780 and 990 are the fourth smallest pair of triangular numbers whose sum and difference (1770 and 210) are also triangular.

==== 781 ====
781 = 11 × 71. It is a zero of the Mertens function and a lazy caterer number It is the sum of powers of 5, or equivalently, repdigit in base 5 (11111)
==== 782 ====
782 = 2 × 17 × 23. It is a sphenic number, a nontotient, a pentagonal number, and a Harshad number.
==== 783 ====
783 = 3^{3} × 29. It is a heptagonal number.

==== 784 ====
784 = 2^{4} × 7^{2}. It is a happy number.
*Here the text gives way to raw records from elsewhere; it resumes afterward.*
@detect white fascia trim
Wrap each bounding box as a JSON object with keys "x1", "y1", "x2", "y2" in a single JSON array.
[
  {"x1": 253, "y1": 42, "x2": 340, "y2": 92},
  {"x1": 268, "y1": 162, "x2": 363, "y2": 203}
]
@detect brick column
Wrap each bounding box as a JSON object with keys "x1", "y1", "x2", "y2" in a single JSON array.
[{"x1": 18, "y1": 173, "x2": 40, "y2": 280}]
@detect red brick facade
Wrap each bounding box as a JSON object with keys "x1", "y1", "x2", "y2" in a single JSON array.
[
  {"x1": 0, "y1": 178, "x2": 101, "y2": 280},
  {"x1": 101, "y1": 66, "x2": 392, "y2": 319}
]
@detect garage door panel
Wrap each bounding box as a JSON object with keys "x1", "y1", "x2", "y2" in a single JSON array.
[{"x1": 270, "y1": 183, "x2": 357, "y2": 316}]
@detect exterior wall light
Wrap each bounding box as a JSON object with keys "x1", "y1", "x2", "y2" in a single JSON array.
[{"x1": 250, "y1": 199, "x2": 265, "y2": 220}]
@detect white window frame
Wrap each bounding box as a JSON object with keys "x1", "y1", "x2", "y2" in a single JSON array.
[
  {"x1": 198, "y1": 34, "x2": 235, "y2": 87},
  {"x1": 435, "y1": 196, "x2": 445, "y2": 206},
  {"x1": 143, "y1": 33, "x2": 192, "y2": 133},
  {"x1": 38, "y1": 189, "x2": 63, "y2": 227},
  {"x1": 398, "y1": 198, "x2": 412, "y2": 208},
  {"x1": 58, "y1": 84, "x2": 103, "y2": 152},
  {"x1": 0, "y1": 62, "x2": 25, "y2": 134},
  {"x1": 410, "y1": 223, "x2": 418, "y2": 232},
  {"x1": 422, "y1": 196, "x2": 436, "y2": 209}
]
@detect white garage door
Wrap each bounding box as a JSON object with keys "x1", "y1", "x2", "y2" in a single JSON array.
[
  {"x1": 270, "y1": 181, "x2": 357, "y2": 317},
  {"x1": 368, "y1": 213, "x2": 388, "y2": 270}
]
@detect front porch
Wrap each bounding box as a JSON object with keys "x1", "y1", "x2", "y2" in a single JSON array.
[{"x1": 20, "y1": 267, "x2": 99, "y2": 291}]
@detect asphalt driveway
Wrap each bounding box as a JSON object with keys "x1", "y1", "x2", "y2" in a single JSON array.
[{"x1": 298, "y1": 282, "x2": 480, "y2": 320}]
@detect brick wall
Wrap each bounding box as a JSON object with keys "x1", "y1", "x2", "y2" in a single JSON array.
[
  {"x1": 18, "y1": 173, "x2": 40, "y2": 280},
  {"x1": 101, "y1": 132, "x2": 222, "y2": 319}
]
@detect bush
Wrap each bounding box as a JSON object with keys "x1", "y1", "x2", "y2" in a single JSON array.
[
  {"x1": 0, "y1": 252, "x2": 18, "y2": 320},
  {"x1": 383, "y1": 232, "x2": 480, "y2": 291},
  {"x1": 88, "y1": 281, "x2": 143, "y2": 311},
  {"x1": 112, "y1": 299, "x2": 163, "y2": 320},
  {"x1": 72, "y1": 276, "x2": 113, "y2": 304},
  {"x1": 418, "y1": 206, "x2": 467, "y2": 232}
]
Since 784=28^{2}, 784 is a perfect square. It is the sum of the cubes of the first seven positive integers; $1^3+2^3+3^3+4^3+5^3+6^3+7^3=784$.

==== 785 ====
785 = 5 × 157. It is a zero of the Mertens function. There are 785 series-reduced planted trees with 6 leaves of 2 colors.

==== 787 ====
787 is a prime number, a Chen prime, a lucky prime, a palindromic prime, and the sum of five consecutive primes (149 + 151 + 157 + 163 + 167).
==== 788 ====
788 = 2^{2} × 197.

It is a nontotient. There are 788 compositions of 12 into parts with distinct multiplicities.

==== 789 ====
789 = 3 × 263. It is a Blum integer and the sum of three consecutive primes (257 + 263 + 269).

===790s===

==== 790 ====
790 = 2 × 5 × 79. It is a sphenic number, a nontotient, an aspiring number, and the aliquot sum of 1574. It is a Harshad number in bases 2, 7, 14, and 16.
==== 791 ====
791 = 7 × 113. It is a centered tetrahedral number, the sum of the first twenty-two primes, and the sum of seven consecutive primes (101 + 103 + 107 + 109 + 113 + 127 + 131).
==== 792 ====
792 = 2^{3} × 3^{2} × 11. It is a Harshad number.
- the sum of the nontriangular numbers between successive triangular numbers
There are 792 integer partitions of 21.

792=$\tbinom {12}5$, a binomial coefficient.

==== 793 ====
793 = 13 × 61. It is a zero of the Mertens function, a star number, and a happy number.
==== 794 ====
794 = 2 × 397. It is a nontotient.

794= 1^{6} + 2^{6} + 3^{6}.

==== 795 ====
795 = 3 × 5 × 53. It is a sphenic number and a zero of the Mertens function.

There are 795 permutations of length 7 with 2 consecutive ascending pairs.

==== 796 ====
796 = 2^{2} × 199. It is a zero of the Mertens function and the sum of six consecutive primes (113 + 127 + 131 + 137 + 139 + 149).
==== 797 ====
797 is a prime number, a Chen prime, an Eisenstein prime with no imaginary part, a palindromic prime, a two-sided prime, and a prime index prime.

==== 798 ====
798 = 2 × 3 × 7 × 19. It is a zero of the Mertens function and a nontotient.
- the product of primes indexed by the prime exponents of 10!